Medical records are at the center of many important processes such as medical peer review, medical claims review, and medical records retrieval. Medical and legal entities and their support services that handle these records are bound by HIPAA and need to take extra precautions to safeguard the healthcare information that pass through their hands. When the HIPAA was passed in 1996, medical records were largely paper based, and there were no risks such as those associated with electronic medical records, smartphones and social media at present. Healthcare information is more widely accessible now especially with the need to make it available for research purposes. Electronic medical records are housed in huge databases and the information contained therein is mined by researchers and healthcare businesses. Moreover, the federal government’s objective of care co-ordination also requires sharing of patient healthcare information. There is an increased risk of privacy breach in the present scenario, which must be countered by effective security measures.
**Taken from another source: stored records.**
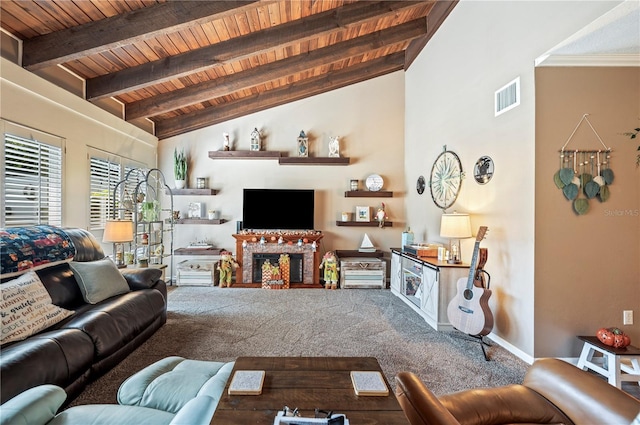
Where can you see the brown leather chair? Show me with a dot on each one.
(553, 392)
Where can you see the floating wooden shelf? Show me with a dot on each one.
(200, 221)
(363, 223)
(368, 194)
(244, 154)
(192, 191)
(299, 160)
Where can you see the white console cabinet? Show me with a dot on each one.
(426, 285)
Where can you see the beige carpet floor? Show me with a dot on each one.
(212, 323)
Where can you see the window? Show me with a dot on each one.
(32, 179)
(106, 171)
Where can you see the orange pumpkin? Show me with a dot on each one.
(605, 336)
(613, 337)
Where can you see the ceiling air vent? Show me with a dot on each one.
(507, 97)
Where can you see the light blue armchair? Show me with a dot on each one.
(172, 391)
(38, 406)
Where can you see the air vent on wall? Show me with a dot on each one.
(507, 97)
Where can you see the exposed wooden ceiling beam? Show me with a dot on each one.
(128, 28)
(292, 92)
(242, 47)
(225, 85)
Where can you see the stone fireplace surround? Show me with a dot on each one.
(311, 258)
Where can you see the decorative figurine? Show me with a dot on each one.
(330, 264)
(334, 147)
(226, 266)
(381, 215)
(303, 145)
(226, 142)
(255, 140)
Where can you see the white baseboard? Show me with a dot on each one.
(511, 348)
(522, 355)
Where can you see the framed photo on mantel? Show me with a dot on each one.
(363, 213)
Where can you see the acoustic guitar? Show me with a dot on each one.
(469, 310)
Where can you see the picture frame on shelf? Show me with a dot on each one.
(197, 210)
(363, 213)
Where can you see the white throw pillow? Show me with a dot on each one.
(26, 308)
(99, 280)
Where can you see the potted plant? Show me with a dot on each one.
(180, 168)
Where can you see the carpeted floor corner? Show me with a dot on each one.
(212, 323)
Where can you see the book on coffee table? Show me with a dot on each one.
(369, 383)
(247, 382)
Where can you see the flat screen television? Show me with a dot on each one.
(278, 209)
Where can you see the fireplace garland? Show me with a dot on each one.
(247, 243)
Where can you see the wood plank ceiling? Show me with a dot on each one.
(189, 64)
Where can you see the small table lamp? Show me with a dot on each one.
(455, 226)
(118, 232)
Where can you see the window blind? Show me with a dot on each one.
(106, 171)
(32, 182)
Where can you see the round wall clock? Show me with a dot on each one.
(420, 185)
(446, 177)
(374, 182)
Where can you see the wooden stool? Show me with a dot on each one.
(614, 361)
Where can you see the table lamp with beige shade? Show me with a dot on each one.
(455, 226)
(118, 232)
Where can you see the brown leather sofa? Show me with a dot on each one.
(553, 392)
(95, 338)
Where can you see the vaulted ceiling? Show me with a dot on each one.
(189, 64)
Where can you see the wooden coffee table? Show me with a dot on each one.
(308, 383)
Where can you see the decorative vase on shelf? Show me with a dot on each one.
(180, 168)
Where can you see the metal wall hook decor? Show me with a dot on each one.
(576, 174)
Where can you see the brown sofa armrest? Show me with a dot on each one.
(144, 278)
(419, 404)
(503, 405)
(581, 395)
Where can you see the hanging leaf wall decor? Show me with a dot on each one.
(575, 176)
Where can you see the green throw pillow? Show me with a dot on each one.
(98, 280)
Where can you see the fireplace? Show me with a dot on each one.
(304, 257)
(296, 266)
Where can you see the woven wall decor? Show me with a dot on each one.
(584, 174)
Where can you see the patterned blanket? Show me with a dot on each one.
(33, 247)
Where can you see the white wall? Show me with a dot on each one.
(449, 101)
(31, 101)
(368, 117)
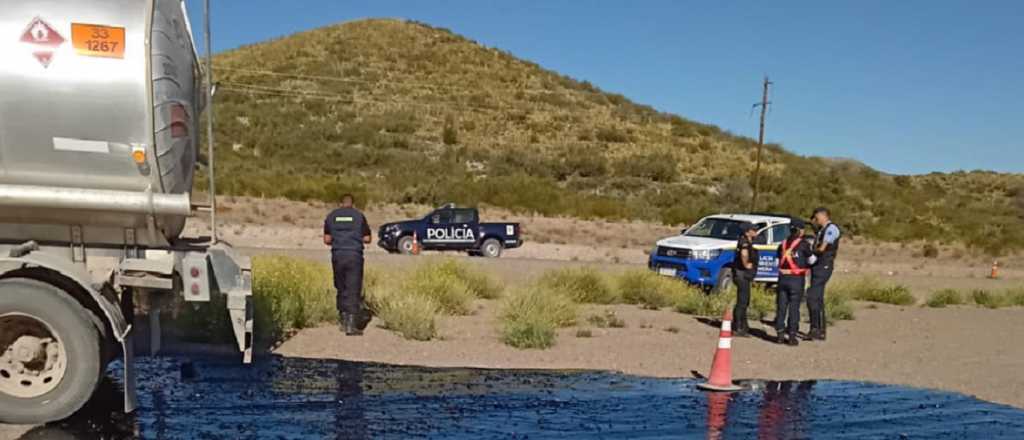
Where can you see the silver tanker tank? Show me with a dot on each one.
(99, 104)
(99, 110)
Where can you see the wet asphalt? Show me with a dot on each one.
(295, 398)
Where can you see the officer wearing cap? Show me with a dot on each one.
(794, 255)
(822, 264)
(744, 268)
(346, 231)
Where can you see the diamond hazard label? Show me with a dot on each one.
(42, 33)
(45, 38)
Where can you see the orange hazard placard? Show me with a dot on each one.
(96, 40)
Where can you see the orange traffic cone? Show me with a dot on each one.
(721, 366)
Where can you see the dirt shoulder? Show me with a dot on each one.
(955, 349)
(963, 349)
(948, 349)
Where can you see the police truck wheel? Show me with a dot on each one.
(50, 360)
(724, 280)
(491, 248)
(406, 245)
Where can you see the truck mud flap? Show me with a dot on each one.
(232, 277)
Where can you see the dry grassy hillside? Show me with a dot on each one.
(400, 112)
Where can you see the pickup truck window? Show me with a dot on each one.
(441, 217)
(716, 228)
(465, 216)
(779, 232)
(762, 237)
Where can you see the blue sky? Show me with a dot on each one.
(903, 86)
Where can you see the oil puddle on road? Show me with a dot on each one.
(291, 398)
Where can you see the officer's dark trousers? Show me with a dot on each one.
(816, 295)
(742, 280)
(348, 281)
(787, 301)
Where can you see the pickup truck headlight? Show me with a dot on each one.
(706, 254)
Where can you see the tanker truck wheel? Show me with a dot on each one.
(50, 359)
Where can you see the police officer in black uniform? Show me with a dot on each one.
(823, 263)
(744, 268)
(794, 257)
(346, 231)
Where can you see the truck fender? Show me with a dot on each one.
(76, 274)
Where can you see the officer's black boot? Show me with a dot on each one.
(351, 325)
(824, 324)
(793, 341)
(780, 338)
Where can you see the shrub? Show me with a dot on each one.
(987, 299)
(478, 282)
(581, 284)
(762, 303)
(611, 135)
(530, 315)
(712, 305)
(413, 316)
(838, 308)
(606, 320)
(945, 297)
(453, 295)
(651, 291)
(450, 134)
(291, 294)
(871, 290)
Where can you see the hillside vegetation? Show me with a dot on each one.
(401, 112)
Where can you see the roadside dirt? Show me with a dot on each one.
(964, 349)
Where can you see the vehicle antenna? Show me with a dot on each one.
(761, 141)
(209, 122)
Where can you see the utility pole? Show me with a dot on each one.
(761, 143)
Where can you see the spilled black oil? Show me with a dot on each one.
(291, 398)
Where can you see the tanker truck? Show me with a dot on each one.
(99, 144)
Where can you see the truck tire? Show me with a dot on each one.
(491, 248)
(406, 245)
(724, 280)
(50, 356)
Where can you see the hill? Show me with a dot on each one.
(401, 112)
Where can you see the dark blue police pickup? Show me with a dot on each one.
(451, 228)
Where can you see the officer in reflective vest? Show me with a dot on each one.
(346, 231)
(793, 268)
(822, 264)
(744, 268)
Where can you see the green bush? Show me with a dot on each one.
(478, 282)
(530, 315)
(291, 294)
(945, 297)
(453, 295)
(711, 305)
(651, 291)
(413, 316)
(584, 284)
(762, 303)
(838, 307)
(988, 299)
(875, 291)
(608, 319)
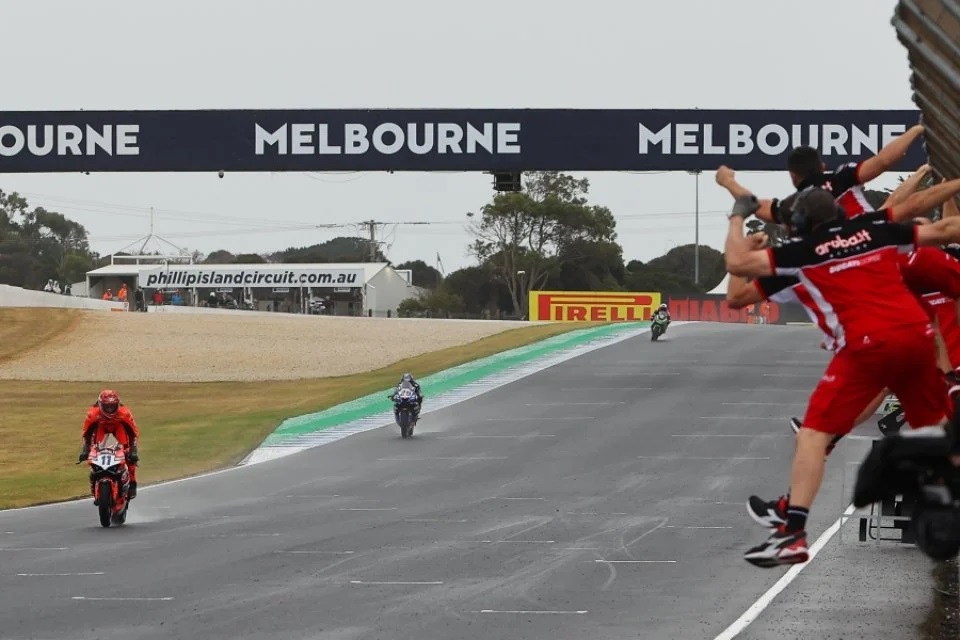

Though external agencies have access to medical records, these often remain inaccessible to patients themselves and their caregivers. HIPAA in the context of family and caregivers is an important consideration. The issue is how caregivers can get treating physicians to share their family member’s health information with them if the need arises. A typical scenario is when adult children have to take care of their senior parents or other adults who require assistance with healthcare services. An important requirement in this regard is to be able to communicate with the treating doctors. HIPAA requires medical professionals to protect their patients’ records using strong passwords, data encryption, multifactor authentication and other tools. Covered entities such as physicians may refuse to discuss medical issues with well-meaning caregivers who have to participate in medical decision-making alongside their elderly relatives. The practical way to address this problem is to have the caregiver’s name added to the patient’s medical records as someone to whom the doctors can release the information. This is something about which caregivers have to talk to their senior relatives. If the senior adult is unable to make health decisions independently, the caregiver could be named power of attorney for the elderly person.

Once a person obtains the legal rights to act for an elderly or disabled parent/family member, he/she must make sure that all necessary medical records are transmitted between various providers whenever necessary. This can be achieved by communicating clearly with all providers involved. The caregiver could also request to be involved in all discussions related to treatment or discharge. Many states are moving in the direction of making it easier for caregivers to take care of their relatives. For instance, the SB 675 law recently passed by California requires hospital staff to involve a patient’s family during discharge discussions. This will surely help patients avoid readmission and ensuing illness. Hawaii’s state legislature is also working to pass a law that would compensate family members to act as caregivers. Moves such as this would help improve health outcomes, enable elderly individuals to stay in their own homes, and also reduce abuse that seniors could face in nursing homes and other such organizations.

Undoubtedly, doctors can ensure that their patients are receiving the best care and support possible by co-operating with people assigned legally as caregivers while remaining compliant with HIPAA. By sharing the required information they can help address the practical concerns of patients who are trying to find the most effective treatments for chronic conditions.